Com um salário de babá, ela me comprou um charuto dominicano. Mas a estética da chinelagem não é invenção dela, e - diga-me com quem andas que te direi quem és - eu mesma já customizei presente também. No vigésimo aniversário, ganhei um vermouth de minha amigaCamila, ele ficou um bom tempo na escrivaninha esperando nova visita dela para ser aberto, mas um dia, eu não pude mais esperar. Depois de dois dias de fome fui até o Zaffari mais próximo e disse que havia comprado a bebida errada, quero trocar, perdi a notinha. Proveniente de algum mercado da Restinga, troquei o Martini em pleno Zaffari por arroz e feijão. Agora resta saber quem vai me processar primeiro, minha amica Camila ou os fratelli Zaffari.

Antes do pôr-do-sol, fui fumar meu dominicano. Sempre que vou para alguma praça inóspita para não atrapalhar ninguém com a fumaça, me aparece algum crioulo perguntando se é para Oxum, alguma adivinha dizendo que sou volátil como a fumaça, e até as pombas se chegam, acabo dividindo o charuto com uma horda, promovemos a "revitalização da praça".

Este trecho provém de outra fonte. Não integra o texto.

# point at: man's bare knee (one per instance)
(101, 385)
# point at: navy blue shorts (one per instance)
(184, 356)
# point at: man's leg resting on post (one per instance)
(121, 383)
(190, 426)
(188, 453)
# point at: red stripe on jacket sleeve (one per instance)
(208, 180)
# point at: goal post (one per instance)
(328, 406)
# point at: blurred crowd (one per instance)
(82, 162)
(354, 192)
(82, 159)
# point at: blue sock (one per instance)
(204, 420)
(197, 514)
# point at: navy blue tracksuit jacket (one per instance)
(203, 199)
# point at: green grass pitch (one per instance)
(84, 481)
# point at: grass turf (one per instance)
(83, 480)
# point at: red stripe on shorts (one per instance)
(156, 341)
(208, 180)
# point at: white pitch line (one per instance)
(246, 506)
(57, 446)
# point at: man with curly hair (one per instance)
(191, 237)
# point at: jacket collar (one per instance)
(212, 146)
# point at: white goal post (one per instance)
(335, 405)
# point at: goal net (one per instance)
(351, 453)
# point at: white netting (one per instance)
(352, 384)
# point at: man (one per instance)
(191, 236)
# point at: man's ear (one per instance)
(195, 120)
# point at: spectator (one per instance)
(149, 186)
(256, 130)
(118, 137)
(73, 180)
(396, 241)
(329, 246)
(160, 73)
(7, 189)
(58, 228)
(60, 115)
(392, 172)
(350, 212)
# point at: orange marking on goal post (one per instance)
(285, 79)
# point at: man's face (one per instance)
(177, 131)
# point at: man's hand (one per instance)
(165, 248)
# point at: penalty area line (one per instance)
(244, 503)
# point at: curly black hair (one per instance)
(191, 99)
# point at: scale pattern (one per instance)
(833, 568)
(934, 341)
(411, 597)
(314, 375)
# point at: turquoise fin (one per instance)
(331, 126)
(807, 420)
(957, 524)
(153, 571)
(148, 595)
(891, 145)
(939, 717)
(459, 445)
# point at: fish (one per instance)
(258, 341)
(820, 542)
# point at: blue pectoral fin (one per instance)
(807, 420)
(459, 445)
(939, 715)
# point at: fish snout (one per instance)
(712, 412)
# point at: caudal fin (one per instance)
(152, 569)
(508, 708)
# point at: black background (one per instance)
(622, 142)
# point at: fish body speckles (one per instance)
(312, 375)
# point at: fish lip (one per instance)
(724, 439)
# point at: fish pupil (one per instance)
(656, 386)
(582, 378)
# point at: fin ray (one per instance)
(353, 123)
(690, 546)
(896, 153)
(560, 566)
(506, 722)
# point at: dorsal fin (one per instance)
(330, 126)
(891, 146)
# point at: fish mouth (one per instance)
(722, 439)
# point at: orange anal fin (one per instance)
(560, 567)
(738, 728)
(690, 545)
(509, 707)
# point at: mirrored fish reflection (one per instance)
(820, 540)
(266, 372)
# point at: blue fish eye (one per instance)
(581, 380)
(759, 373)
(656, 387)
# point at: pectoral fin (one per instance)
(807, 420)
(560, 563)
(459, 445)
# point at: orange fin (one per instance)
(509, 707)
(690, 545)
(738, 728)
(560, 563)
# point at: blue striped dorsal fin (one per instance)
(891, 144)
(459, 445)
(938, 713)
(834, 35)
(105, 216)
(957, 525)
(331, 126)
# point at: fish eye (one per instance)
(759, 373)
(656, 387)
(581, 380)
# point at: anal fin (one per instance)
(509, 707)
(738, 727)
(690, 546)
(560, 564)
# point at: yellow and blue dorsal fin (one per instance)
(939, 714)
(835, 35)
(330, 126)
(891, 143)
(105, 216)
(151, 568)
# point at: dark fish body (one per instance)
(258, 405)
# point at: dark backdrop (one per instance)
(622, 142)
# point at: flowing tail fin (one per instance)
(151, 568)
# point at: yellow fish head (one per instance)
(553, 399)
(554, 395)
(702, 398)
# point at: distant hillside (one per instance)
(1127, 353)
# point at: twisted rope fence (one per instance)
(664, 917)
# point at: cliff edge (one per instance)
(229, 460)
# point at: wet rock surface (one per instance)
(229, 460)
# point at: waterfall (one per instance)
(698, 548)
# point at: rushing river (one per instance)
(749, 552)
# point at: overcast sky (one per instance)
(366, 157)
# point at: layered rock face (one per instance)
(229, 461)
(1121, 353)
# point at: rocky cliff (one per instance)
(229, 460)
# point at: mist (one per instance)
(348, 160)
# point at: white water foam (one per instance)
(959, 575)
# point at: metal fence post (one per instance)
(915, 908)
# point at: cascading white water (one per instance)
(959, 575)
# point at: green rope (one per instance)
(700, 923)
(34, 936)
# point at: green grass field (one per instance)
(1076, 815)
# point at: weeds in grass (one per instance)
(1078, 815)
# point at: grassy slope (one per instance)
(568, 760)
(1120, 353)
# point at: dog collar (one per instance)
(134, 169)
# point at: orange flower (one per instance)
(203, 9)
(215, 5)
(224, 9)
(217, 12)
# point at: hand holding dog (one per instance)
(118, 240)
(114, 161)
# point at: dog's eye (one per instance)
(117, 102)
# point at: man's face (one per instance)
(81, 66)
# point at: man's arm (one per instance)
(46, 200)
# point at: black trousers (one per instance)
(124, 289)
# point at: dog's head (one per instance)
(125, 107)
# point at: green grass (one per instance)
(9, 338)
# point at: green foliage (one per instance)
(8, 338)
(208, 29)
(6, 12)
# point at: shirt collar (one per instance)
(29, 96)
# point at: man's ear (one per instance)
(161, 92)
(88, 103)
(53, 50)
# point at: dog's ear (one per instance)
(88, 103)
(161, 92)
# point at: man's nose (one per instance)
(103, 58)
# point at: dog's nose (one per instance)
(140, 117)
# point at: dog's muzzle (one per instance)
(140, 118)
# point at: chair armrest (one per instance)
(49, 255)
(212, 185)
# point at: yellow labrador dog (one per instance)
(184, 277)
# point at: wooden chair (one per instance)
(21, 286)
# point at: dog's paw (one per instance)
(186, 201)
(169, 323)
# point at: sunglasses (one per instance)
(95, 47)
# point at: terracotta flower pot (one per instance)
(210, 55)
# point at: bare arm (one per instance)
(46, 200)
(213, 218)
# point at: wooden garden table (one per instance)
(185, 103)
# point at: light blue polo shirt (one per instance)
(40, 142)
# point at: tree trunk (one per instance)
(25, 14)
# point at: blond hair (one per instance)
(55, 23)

Desta vez uma figura deu oi, alguma carente pensei...respondi um oi atravessado e dei inicio aos trabalhos. Já quase noite de sábado e eu me sentindo em pleno santo domingo, a mesma moça levanta da grama, era a vizinha (!), antes eu via só uma cabeça no meio de um monte de cachorros, agora era ela mesma. Que fora, fui lá desculpar-me, ela entendeu e disse que ficou pensando se havia dado oi para a pessoa errada. Coitada, deve ter sofrido um choque anafilático quando me viu virando a cara - eu que passo como um bobo alegre distribuindo ois para a vizinhança - e para completar acendo aquele canhão que espantei os cachorros todos.

Ela foi, e depois veio para perto um gurizinho que chamei para dar um panfleto da peça infantil, mas deve ter levado à risca o conselho dos pais de não se aproximar de estranhos, muito menos estranhos muito estranhos, deu meia volta. Por mim passaram dois adolescentes passeando com as cachorrinhas de apartameno, Polly pra cá, Polly pra lá... na idade deles eu estaria no mesmo gramado tomando vinho com minhas amigas, nós éramos hippies anacrônicas ou eles são muito bundinhas? Já no fim do charuto veio um cachorrinho manco mas muito ágil que se encantou com o aroma do charuto, este era doente do pé mas bom das fuças. Em Santo Domingo poderia estar na praia e não na praça...

As praias mais belas da República Dominicana, são propriedade privada de hotéis instalados às suas margens, "nativos" (leia-se pobres, negros ou negros pobres) precisam de autorização para pisar em suas areias. Sou uma nativa, mas de outra República, sou uma negrita, mas de pele branca, e desconfio que Santo Domingo não me queira, apesar de tudo, sou uma pobre diaba.

Carol,
...você é mais bonita que o Rio de Janeiro em maio
e quase tão bonita
quanto a revolução cubana.


Um comentário:

  1. O único comentário que posso fazer é ANA EU TE AMO.
    Penso na sorte que tive em ir estudar no Ernesto com meu moletom do Bob, talvez se não fosse por isso eu nunca teria conhecido a pessoa maravilhosa que és.

    só mais uma coisa o Martíni e a rapadura ou paçoquinha(não lembro bem)eu comprei no Zaffari .da Fernado Machado.